Ven. Lug 10th, 2020

Quando anche Bolzano scoprì Tut-anch-amon grazie ad Urania

Bolzano, 23 aprile  – Per il mese di aprile il Museo civico del capoluogo altoatesino ha riesumato per il pubblico bolzanino una vecchia locandina di Urania, centro studi che promuoveva eventi culturali in città.

Il Museo civico di Bolzano viene costruito tra il 1902 e il 1904 come luogo che potesse adempiere a una molteplicità di diverse funzioni culturali. Le collezioni erano custodite solamente nella parte Nord dell’edificio, mentre il primo piano, nella la zona centrale, era strutturato in una sala a due altezze adibita ad ospitare concerti e conferenze.

Tra il 1934 e il 1935 una sostanziale ristrutturazione modifica la
destinazione degli spazi, e quindi delle relative funzioni. L’intensa attività culturale svolta dal museo negli
anni Venti è documentata soltanto da alcune locandine conservate nella sezione grafica; tra queste quella qui presentata.

La locandina in questione (30x45cm, inventario n.G1360, catalogo CM 2156) testimonia l‘intensa attività culturale dell’epoca, e rappresenta un documento prezioso sia da un punto di vista grafico che di contenuti.

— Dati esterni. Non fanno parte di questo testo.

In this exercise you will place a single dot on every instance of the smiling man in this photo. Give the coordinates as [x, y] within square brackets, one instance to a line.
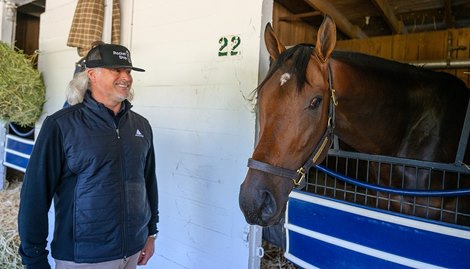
[95, 160]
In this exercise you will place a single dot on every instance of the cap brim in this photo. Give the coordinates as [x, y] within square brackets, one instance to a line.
[125, 66]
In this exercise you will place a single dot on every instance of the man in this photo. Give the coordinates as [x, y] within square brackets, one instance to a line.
[96, 159]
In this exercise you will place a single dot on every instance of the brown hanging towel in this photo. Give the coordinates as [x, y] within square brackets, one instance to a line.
[87, 25]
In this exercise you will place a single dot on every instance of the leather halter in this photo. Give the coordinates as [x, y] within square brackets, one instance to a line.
[298, 176]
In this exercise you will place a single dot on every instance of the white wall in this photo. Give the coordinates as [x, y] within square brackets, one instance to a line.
[198, 105]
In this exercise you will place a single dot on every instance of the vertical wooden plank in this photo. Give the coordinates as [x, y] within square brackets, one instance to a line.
[411, 47]
[398, 48]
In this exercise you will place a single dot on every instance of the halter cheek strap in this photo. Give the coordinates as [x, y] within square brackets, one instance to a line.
[298, 176]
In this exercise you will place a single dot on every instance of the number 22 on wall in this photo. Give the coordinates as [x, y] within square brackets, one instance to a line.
[229, 45]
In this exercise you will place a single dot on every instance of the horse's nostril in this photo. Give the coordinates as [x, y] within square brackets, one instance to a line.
[268, 206]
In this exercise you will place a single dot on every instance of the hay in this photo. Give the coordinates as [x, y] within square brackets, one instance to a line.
[22, 90]
[274, 258]
[9, 238]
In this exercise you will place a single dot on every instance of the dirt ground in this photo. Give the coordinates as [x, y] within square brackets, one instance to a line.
[9, 239]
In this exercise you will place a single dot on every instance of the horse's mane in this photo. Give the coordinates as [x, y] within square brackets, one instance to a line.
[381, 68]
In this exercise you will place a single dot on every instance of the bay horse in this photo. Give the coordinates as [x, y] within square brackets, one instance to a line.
[374, 105]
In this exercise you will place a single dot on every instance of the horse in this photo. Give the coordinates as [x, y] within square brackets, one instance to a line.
[374, 105]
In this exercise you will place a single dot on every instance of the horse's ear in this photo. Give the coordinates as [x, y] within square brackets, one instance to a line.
[326, 39]
[274, 46]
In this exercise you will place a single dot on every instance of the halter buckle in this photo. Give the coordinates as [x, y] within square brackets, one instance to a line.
[333, 96]
[301, 172]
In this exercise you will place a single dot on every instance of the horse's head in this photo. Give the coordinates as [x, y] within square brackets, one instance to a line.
[293, 110]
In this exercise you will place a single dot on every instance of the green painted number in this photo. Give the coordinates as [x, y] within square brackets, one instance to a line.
[222, 50]
[231, 49]
[235, 43]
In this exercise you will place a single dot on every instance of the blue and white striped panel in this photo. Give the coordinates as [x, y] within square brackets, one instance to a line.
[324, 233]
[17, 152]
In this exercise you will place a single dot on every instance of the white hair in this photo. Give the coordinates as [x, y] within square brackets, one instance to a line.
[79, 85]
[77, 88]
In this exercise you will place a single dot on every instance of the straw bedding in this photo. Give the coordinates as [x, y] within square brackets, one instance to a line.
[9, 239]
[22, 90]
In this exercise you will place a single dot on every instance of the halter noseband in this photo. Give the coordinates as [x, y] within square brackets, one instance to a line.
[298, 176]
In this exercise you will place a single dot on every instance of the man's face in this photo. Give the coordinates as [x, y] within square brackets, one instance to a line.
[110, 85]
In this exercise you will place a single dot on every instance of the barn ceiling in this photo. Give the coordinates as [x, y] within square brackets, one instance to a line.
[368, 18]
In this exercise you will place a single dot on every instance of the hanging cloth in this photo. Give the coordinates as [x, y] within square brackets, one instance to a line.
[87, 25]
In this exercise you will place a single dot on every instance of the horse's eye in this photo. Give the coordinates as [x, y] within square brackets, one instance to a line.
[315, 103]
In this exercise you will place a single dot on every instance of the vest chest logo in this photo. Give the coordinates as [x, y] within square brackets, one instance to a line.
[138, 133]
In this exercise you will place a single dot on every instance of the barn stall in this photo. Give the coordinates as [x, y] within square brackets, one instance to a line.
[203, 61]
[430, 34]
[197, 95]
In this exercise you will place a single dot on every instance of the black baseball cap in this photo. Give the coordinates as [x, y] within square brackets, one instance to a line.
[110, 56]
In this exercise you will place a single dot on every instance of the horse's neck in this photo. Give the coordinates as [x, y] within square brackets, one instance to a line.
[367, 118]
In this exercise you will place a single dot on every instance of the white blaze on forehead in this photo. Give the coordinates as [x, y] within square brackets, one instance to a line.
[284, 78]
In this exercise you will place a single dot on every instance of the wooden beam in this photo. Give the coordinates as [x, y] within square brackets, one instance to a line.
[448, 17]
[298, 17]
[343, 24]
[387, 12]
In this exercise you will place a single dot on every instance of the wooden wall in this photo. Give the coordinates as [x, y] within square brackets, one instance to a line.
[27, 33]
[429, 46]
[291, 32]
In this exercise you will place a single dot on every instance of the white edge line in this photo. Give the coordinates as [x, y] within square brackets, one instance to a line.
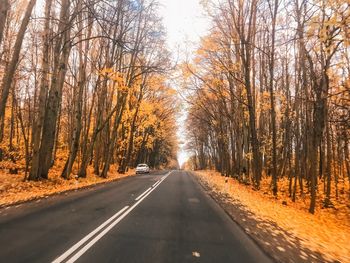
[145, 192]
[87, 237]
[99, 236]
[155, 183]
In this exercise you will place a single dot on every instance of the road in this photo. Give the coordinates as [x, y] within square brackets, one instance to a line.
[160, 217]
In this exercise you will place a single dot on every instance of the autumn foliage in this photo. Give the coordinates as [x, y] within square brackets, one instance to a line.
[83, 88]
[269, 93]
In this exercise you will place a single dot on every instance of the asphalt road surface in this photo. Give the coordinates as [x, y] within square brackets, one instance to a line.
[161, 217]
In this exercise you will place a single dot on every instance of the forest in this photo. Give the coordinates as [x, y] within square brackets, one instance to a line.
[269, 96]
[83, 88]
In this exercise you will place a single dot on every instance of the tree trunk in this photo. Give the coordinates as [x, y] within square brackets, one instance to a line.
[11, 67]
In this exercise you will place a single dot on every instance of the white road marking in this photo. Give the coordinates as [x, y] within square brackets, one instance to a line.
[87, 237]
[155, 183]
[141, 195]
[126, 211]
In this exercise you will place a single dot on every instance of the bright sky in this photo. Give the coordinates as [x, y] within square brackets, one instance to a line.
[184, 21]
[185, 24]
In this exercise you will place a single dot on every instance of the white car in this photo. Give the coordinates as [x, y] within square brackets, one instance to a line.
[142, 168]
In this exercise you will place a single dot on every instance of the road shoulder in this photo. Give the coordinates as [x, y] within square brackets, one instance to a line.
[276, 242]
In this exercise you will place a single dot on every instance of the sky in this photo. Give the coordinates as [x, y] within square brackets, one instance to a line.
[185, 24]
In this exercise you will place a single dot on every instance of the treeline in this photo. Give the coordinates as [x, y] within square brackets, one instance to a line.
[269, 94]
[83, 83]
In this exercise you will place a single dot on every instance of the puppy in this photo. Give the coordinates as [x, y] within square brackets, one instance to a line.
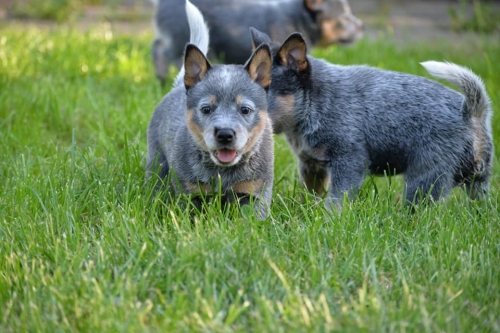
[346, 121]
[322, 22]
[213, 132]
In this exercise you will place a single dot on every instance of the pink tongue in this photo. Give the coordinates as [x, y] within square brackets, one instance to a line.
[226, 155]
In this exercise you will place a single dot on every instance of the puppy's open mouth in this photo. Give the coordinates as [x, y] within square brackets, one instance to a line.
[225, 155]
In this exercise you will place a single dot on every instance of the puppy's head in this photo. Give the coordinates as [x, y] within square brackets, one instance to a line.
[290, 77]
[335, 21]
[227, 104]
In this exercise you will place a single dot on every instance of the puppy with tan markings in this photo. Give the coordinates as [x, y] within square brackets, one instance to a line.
[344, 122]
[212, 129]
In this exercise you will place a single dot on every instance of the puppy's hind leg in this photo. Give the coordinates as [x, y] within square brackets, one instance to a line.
[314, 175]
[477, 188]
[434, 183]
[346, 176]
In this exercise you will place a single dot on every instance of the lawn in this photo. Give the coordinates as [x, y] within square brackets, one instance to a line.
[84, 246]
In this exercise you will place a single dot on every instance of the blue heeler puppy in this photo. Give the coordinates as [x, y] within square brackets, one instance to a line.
[214, 123]
[346, 121]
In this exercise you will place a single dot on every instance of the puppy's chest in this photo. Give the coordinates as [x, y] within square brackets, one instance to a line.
[305, 150]
[225, 181]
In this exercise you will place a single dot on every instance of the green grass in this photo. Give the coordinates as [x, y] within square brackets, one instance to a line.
[83, 247]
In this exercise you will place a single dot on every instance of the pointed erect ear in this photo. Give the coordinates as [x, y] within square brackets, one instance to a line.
[258, 37]
[196, 66]
[313, 5]
[293, 53]
[259, 66]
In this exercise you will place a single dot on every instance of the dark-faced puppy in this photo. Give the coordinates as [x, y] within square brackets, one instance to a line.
[322, 22]
[346, 121]
[212, 129]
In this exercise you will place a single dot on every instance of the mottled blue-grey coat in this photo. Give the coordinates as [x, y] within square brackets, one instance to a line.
[346, 121]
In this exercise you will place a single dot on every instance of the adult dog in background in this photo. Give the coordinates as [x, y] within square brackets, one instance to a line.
[211, 132]
[346, 121]
[321, 22]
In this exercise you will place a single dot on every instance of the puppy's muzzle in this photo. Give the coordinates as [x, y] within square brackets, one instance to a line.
[225, 136]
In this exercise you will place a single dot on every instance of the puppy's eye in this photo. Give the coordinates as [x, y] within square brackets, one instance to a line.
[206, 109]
[245, 110]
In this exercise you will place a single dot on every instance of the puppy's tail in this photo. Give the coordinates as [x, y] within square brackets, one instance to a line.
[476, 108]
[198, 35]
[477, 104]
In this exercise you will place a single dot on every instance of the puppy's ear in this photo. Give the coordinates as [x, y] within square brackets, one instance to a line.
[258, 37]
[313, 5]
[196, 66]
[259, 66]
[293, 53]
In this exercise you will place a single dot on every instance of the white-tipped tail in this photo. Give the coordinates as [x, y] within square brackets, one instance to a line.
[198, 35]
[477, 110]
[477, 101]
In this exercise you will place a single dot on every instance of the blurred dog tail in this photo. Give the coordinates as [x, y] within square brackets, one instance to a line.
[476, 108]
[198, 35]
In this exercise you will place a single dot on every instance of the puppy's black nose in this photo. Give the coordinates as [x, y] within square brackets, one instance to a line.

Salta subito all’occhio l’alba che sorge dietro il Catinaccio, quale logo del centro di formazione URANIA, che in questa xilografia annuncia un evento. URANIA venne fondata, su modello dei
centri prussiani e austriaci, nel 1922 a Bolzano, allo scopo di organizzare e promuovere eventi di formazione, per questo nella locandina si vedono alcuni volumi, uno strumento a fiato con uno
spartito, un ramo di alloro e una civetta, simbolo di Atena, dea greca della sapienza. Sul margine in basso a destra l‘indicazione del terzo anno sociale di attivitá.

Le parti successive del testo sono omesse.